I come away from this experience with a clearer sense of the design opportunity across this system: healthcare is dispassionate by design, and yet we humans get caught up in it and have human reactions like pain, confusion and fear. Despite my very positive experience with my providers, I didn’t get any support at all for those human reactions. And I’m just one person out of the ~2,000,000 that will have a cancer diagnosis in the US this year, which is a small fraction of the population that will interact with the entire healthcare system. That’s a whole universe of human need. I think it would take a lot of hubris to say that design has a significant role to play in mitigating all of that need, but there are certainly meaningful interventions that digital products and services could make.

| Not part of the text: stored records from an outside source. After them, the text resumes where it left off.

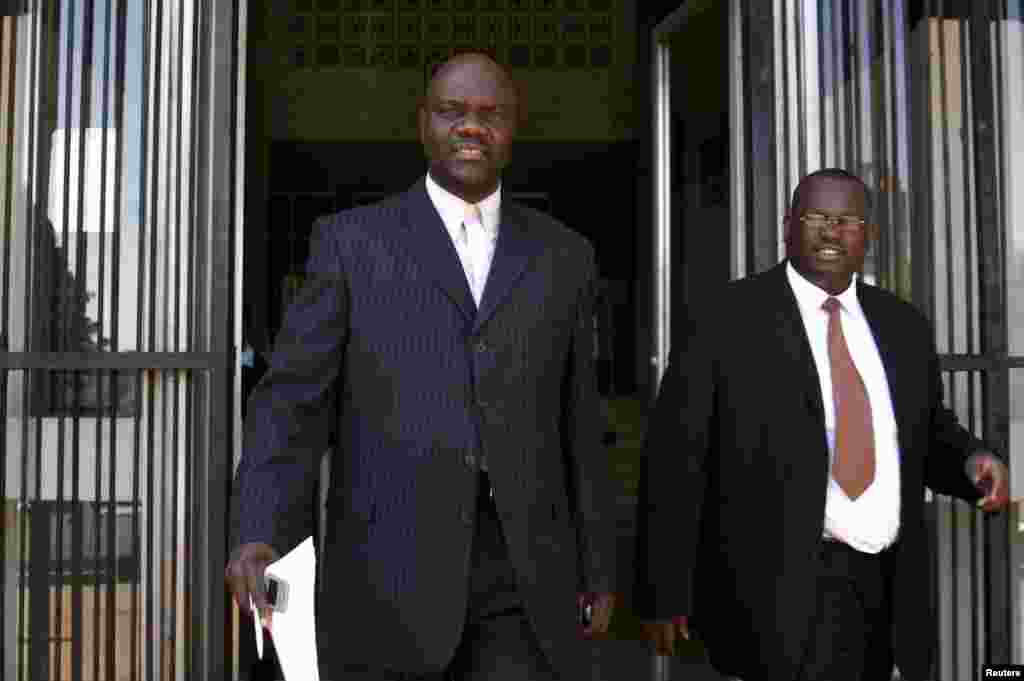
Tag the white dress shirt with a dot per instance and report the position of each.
(475, 251)
(870, 522)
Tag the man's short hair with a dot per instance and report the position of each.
(834, 173)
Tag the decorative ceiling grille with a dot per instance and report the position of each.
(417, 34)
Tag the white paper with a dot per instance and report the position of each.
(293, 630)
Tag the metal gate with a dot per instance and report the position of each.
(120, 222)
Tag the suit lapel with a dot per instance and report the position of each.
(428, 242)
(887, 339)
(515, 248)
(793, 335)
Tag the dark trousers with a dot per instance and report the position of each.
(850, 633)
(498, 641)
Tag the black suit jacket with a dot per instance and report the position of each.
(426, 384)
(735, 476)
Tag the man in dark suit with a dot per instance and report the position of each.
(797, 427)
(466, 501)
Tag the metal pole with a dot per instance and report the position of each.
(663, 210)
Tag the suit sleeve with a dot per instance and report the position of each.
(273, 500)
(674, 476)
(950, 444)
(590, 472)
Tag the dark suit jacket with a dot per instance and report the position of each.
(736, 467)
(426, 384)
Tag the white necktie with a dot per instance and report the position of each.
(479, 248)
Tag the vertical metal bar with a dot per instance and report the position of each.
(218, 45)
(802, 94)
(992, 306)
(663, 209)
(969, 314)
(783, 157)
(8, 82)
(828, 38)
(67, 289)
(951, 289)
(762, 173)
(100, 377)
(737, 137)
(158, 192)
(120, 88)
(33, 665)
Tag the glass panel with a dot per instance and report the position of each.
(1017, 510)
(98, 168)
(93, 586)
(97, 208)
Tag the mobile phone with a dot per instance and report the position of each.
(276, 593)
(586, 610)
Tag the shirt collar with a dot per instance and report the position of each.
(810, 297)
(453, 209)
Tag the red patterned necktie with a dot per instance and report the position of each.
(853, 465)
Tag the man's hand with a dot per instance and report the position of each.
(991, 478)
(245, 577)
(602, 606)
(665, 633)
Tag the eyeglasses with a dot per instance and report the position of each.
(848, 224)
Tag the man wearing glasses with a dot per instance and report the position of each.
(798, 424)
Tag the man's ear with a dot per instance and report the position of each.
(421, 121)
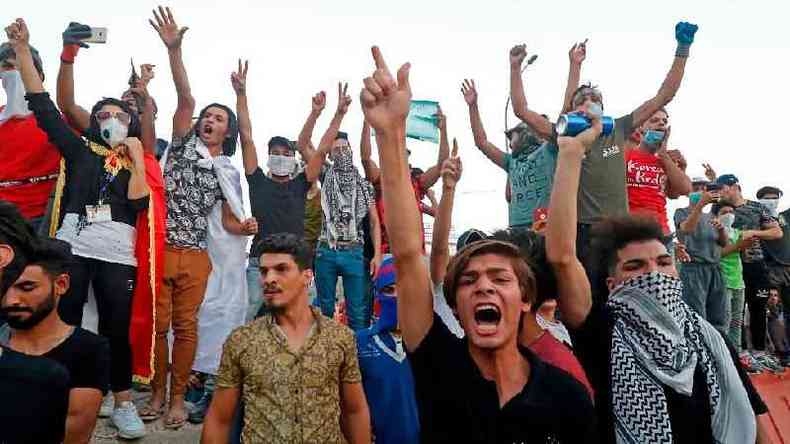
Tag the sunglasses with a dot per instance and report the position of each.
(122, 116)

Coincidentally, Insider just published this article on a JAMA paper comparing AI-driven responses to questions on Reddit to responses from doctors. It’s worth looking at – responses from the AI were rated by medical professionals as having higher quality and being more empathetic. The empathy piece is particularly relevant to me. I sought that out several times in the course of my treatment, and found it to be in really short supply.
I think what’s also clearer to me is that the scale of our healthcare situation, and its associated service problems, is so large that it’s impossible to imagine we will have enough humans to truly care for all the patients. There’s an enormous gap waiting to be filled by innovative products and design in allowing patients to better serve themselves. That Insider article above discusses the value of self-service in terms of diagnosis and triage. There’s also a huge need in supporting people with chronic conditions who may only see their doctor four times per year, but are dealing with their disease conditions every day.
I, for one, am looking forward to getting started working on these tools that will provide meaningful support between the doctor visits. Especially now that I’m done with my fucking cancer treatments.